Que o diga Rosinha Andrade: “Depois de um congresso do grupo de pesquisa sobre relações étnico-raciais que participo vi negras com turbantes e tranças e decidi mudar e fiz o big chop com o desejo de conhecer o meu cabelo ainda que vá contra a opinião até da minha família", lembra a pedagoga. A imposição social é a razão para o alisamento da maioria das pessoas que veem nos artistas o conceito de beleza ideal. “Me chamavam de Elba Ramalho e de outras cantoras com cabelo volumoso de um jeito maldoso. Isso me deixava muito mal, por isso decidi alisar na primeira oportunidade, para ser aceita”, confessa a estudante de logística Taynara Freitas, 21, que complementa: “Não aprendi a me achar bonita pelo que eu sou, mas pela opinião dos outros”. O que acontecia com Taynara há quase dez anos também ocorreu com a

estudante do Ensino Médio, Beatriz Dantas, 16. “Meus colegas riam do meu cabelo porque ele era volumoso e me chamavam de bruxa, então alisei para evitar esses constrangimentos”, diz a garota que está num processo de transição para voltar àqueles cabelos que hoje admira pelo que vê nas ruas e nos blogs de beleza.

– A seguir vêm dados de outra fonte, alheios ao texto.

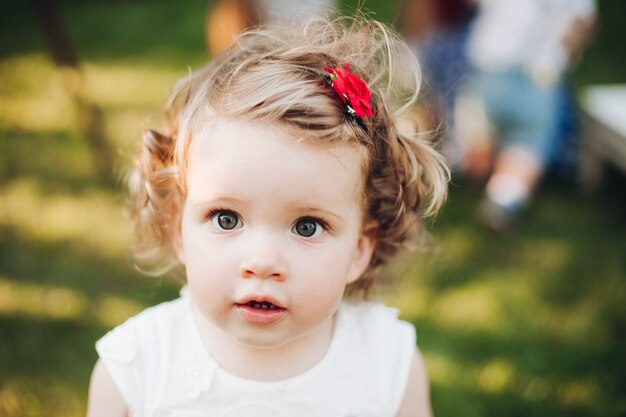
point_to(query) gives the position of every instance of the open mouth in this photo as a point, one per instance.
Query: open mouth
(263, 305)
(261, 312)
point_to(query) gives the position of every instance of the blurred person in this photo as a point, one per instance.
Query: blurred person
(227, 18)
(287, 179)
(508, 113)
(437, 32)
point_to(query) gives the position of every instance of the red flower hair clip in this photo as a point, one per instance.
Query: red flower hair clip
(352, 91)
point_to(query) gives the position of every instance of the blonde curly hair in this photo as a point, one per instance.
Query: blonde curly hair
(274, 74)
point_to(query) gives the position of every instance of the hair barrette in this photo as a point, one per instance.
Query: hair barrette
(352, 91)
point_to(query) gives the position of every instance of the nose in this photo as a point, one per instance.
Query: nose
(263, 259)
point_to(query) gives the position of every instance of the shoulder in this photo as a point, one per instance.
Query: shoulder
(146, 328)
(128, 353)
(105, 399)
(383, 348)
(416, 400)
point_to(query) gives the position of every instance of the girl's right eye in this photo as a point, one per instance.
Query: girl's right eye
(225, 220)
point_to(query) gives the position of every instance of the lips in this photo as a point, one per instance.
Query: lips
(260, 310)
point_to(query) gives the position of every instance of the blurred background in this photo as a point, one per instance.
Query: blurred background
(524, 317)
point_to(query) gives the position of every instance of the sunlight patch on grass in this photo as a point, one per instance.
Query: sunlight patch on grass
(63, 303)
(32, 97)
(441, 369)
(547, 256)
(34, 396)
(112, 311)
(476, 307)
(94, 218)
(123, 86)
(35, 300)
(496, 376)
(577, 393)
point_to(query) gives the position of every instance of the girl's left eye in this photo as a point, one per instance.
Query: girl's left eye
(308, 227)
(225, 220)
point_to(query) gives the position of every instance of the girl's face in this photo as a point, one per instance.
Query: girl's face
(271, 232)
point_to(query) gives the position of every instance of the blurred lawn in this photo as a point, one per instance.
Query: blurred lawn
(529, 325)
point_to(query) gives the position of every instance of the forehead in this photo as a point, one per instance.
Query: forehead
(252, 158)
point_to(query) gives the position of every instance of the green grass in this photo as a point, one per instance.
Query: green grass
(527, 324)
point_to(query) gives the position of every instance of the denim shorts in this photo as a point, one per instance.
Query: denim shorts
(521, 112)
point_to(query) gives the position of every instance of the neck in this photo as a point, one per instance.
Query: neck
(265, 364)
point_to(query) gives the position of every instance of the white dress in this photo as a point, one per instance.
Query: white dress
(161, 367)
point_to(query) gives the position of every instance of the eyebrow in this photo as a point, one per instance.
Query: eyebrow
(323, 212)
(228, 201)
(214, 201)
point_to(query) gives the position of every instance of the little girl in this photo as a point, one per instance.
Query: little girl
(289, 176)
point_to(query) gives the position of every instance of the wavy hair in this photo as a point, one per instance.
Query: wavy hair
(275, 75)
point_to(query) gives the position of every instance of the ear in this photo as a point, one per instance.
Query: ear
(176, 227)
(363, 254)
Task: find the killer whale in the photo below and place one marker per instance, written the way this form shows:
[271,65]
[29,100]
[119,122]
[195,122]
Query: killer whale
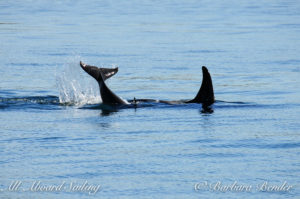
[205,95]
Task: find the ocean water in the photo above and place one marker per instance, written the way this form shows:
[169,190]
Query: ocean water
[55,133]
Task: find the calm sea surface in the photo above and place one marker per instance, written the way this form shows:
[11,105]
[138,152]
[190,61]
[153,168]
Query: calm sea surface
[54,133]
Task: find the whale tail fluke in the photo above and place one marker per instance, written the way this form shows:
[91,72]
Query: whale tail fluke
[100,74]
[205,95]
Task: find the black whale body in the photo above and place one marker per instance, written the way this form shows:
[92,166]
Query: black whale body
[205,95]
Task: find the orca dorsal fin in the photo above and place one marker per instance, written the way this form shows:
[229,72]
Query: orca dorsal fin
[205,94]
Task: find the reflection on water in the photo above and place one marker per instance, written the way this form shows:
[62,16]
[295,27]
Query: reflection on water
[54,127]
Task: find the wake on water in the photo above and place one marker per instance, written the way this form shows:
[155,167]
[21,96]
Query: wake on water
[75,87]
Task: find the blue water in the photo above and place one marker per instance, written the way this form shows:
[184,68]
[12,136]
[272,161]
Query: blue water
[54,131]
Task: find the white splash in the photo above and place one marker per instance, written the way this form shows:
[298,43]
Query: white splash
[75,86]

O que dificulta alguém iniciar o período de transição e se manter até o fim é esperar o cabelo crescer para ver como ele é. O que pode não parecer ter sentido, já que o cabelo é de quem o alisou, mas com o tempo se vão até as memórias de uma época sem horas na cadeira do cabeleireiro em processos de alisamento. “Eu já comecei várias vezes, mas quando vai crescendo eu me frustro e não quero ficar

com aquele cabelo feio que, ao mesmo tempo, não é nem cacheado nem liso”, comenta Taynara que está há um ano sem progressiva. Já Rosinha teve outros obstáculos: “A pior parte é esperar que ele cresça, porque ele demora mais a ficar do tamanho que você quer, já que o cabelo encolhe por causa dos cachos". Assim, ao enfrentar o processo de transição, a ideia passa a não ser de uma obrigação em deixar o cabelo natural, mas de se ver livre de um padrão. “Eu não acho que, por causa da ditadura do cabelo liso, todo mundo tem que ter cabelo natural”, comenta Aldicéia. “O mais importante é que cada um tenha liberdade de expressão para alisar, fazer tranças, black, usá-lo natural ou com megahair”, conclui.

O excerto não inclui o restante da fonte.